What must I do to make my methods awaitable?

B. Clay Shannon picture B. Clay Shannon · Nov 22, 2012 · Viewed 42k times · Source

How can I roll my own async awaitable methods?

I see that writing an async method is easy as pie in some cases:

private async Task TestGeo()
{
    Geolocator geo = new Geolocator();
    Geoposition pos = await geo.GetGeopositionAsync();
    double dLat = pos.Coordinate.Latitude;
    double dLong = pos.Coordinate.Latitude;
}

...but sadly also see that not just any method can be made async willy-nilly, though; to wit: this doesn't work:

private async Task TestAsyncAwait()
{
    int i = await TaSLs_Classes.TASLsUtils.GetZoomSettingForDistance(5);
}

...it stops me with the compile error, "Cannot await int"; a hint at design time similarly tells me, "type 'int' is not awaitable"

I also tried this with the same results:

    Task<int> i = await TaSLs_Classes.TASLsUtils.GetZoomSettingForDistance(5);

What must I do to make my methods awaitable?

UPDATE

As Linebacker and S. Cleary indicated (any relation to that cat who used to be on KNBR?), this works:

int i = await Task.Run(() => TaSLs_Classes.TASLsUtils.GetZoomSettingForDistance(5));

...that is to say, it compiles -- but it never "moves."

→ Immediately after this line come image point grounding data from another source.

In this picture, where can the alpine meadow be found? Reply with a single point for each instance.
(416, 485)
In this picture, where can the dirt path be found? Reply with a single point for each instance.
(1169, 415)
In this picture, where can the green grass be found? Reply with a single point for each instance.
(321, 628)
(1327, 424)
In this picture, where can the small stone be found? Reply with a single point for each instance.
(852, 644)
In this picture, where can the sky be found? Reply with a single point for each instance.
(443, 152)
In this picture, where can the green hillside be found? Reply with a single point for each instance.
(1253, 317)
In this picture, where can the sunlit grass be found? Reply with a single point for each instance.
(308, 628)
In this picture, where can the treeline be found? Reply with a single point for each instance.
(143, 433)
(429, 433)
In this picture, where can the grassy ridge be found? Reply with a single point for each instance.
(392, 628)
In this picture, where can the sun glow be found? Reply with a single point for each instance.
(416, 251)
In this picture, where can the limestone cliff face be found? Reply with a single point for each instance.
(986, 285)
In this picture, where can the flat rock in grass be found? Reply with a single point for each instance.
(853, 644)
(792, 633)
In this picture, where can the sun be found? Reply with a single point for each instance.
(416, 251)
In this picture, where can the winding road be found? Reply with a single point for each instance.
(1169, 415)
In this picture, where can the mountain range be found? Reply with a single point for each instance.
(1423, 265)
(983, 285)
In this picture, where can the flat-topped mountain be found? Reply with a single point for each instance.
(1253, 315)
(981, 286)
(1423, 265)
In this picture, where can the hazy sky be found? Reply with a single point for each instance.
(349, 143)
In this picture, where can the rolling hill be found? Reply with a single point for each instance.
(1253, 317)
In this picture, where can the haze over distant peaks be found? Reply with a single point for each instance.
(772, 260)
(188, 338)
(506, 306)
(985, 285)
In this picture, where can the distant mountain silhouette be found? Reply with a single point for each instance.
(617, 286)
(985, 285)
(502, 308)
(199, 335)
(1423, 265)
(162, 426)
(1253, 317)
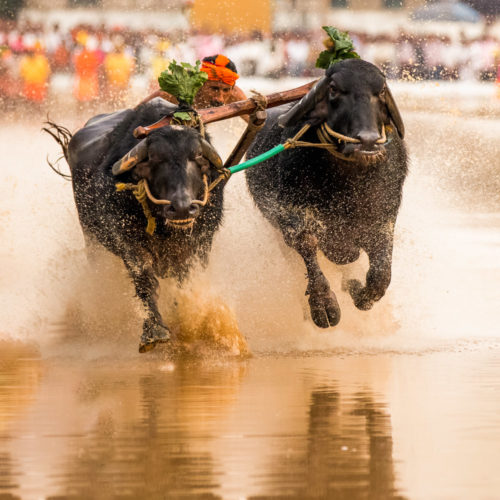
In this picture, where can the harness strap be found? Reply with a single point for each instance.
(142, 194)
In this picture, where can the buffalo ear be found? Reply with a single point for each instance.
(394, 112)
(142, 170)
(307, 104)
(138, 153)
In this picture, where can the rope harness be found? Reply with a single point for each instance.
(329, 140)
(142, 192)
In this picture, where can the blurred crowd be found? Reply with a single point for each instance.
(102, 62)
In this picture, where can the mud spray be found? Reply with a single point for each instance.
(251, 297)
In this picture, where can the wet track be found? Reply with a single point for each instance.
(399, 402)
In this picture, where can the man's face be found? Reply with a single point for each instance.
(212, 93)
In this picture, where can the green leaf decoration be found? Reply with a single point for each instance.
(182, 115)
(340, 47)
(182, 81)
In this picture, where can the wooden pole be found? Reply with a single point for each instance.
(210, 115)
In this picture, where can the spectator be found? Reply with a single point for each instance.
(34, 70)
(87, 62)
(118, 68)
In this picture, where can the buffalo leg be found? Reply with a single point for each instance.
(154, 331)
(378, 277)
(325, 310)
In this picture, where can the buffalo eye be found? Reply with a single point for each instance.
(334, 90)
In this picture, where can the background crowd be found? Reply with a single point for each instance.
(102, 62)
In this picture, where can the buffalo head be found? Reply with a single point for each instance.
(177, 165)
(353, 105)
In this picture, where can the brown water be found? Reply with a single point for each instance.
(399, 402)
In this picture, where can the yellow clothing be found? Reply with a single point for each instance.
(159, 64)
(34, 69)
(118, 68)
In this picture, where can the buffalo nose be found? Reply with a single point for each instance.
(179, 209)
(368, 138)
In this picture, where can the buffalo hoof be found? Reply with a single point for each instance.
(362, 300)
(325, 310)
(153, 334)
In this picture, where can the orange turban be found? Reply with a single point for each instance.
(219, 71)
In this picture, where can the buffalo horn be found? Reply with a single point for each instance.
(394, 112)
(131, 159)
(208, 151)
(306, 104)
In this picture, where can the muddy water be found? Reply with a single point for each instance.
(399, 402)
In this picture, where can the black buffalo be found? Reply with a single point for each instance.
(337, 201)
(178, 165)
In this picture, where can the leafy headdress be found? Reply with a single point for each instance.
(339, 46)
(183, 81)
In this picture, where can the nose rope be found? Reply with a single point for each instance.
(142, 194)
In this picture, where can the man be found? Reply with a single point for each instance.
(218, 90)
(220, 87)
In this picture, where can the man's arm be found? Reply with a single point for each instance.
(238, 95)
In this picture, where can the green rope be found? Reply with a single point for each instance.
(258, 159)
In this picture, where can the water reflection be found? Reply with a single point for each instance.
(198, 429)
(348, 453)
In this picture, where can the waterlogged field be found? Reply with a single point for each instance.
(398, 402)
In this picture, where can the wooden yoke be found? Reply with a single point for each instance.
(210, 115)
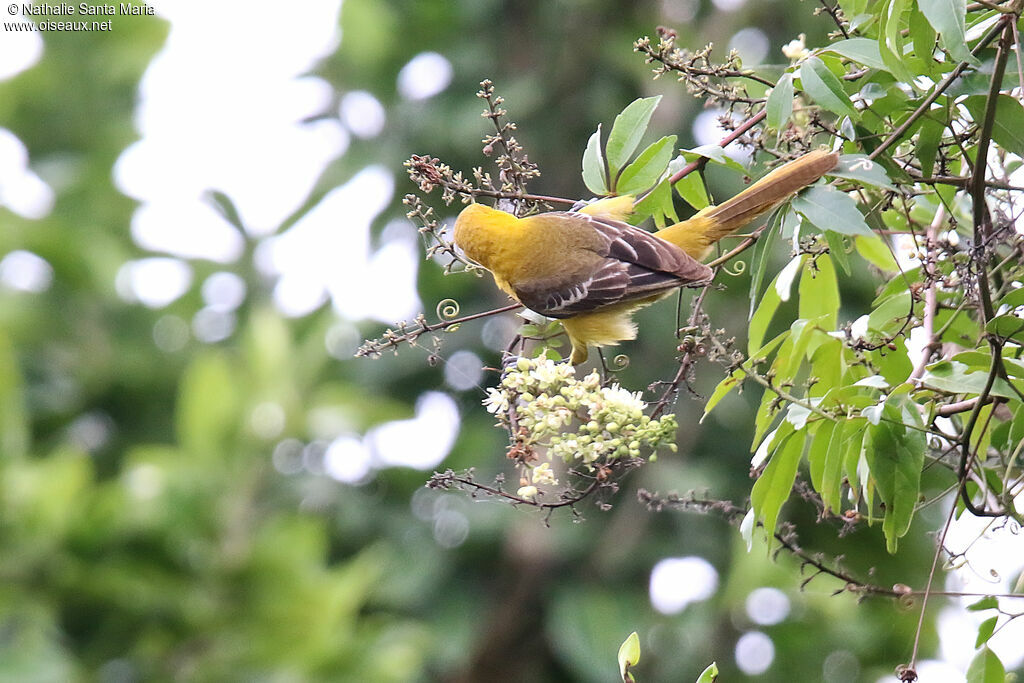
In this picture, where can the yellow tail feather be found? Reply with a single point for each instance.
(695, 236)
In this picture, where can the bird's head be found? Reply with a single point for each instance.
(477, 228)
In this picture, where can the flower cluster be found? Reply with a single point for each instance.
(577, 420)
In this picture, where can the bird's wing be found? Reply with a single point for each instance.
(616, 263)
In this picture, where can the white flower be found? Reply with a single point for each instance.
(547, 373)
(543, 474)
(528, 493)
(796, 50)
(497, 401)
(623, 400)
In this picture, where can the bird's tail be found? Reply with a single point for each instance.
(695, 236)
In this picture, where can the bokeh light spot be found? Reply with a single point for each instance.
(676, 582)
(755, 652)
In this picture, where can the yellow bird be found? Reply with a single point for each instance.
(593, 270)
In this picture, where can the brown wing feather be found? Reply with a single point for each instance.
(632, 264)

At runtime, it tells me I should "await" the CALL to TestAsyncAwait(), but if I do that, it doesn't compile at all...

Answer

Stephen Cleary picture Stephen Cleary · Nov 22, 2012

You only need to return an awaitable. Task/Task<TResult> is a common choice; Tasks can be created using Task.Run (to execute code on a background thread) or TaskCompletionSource<T> (to wrap an asynchronous event).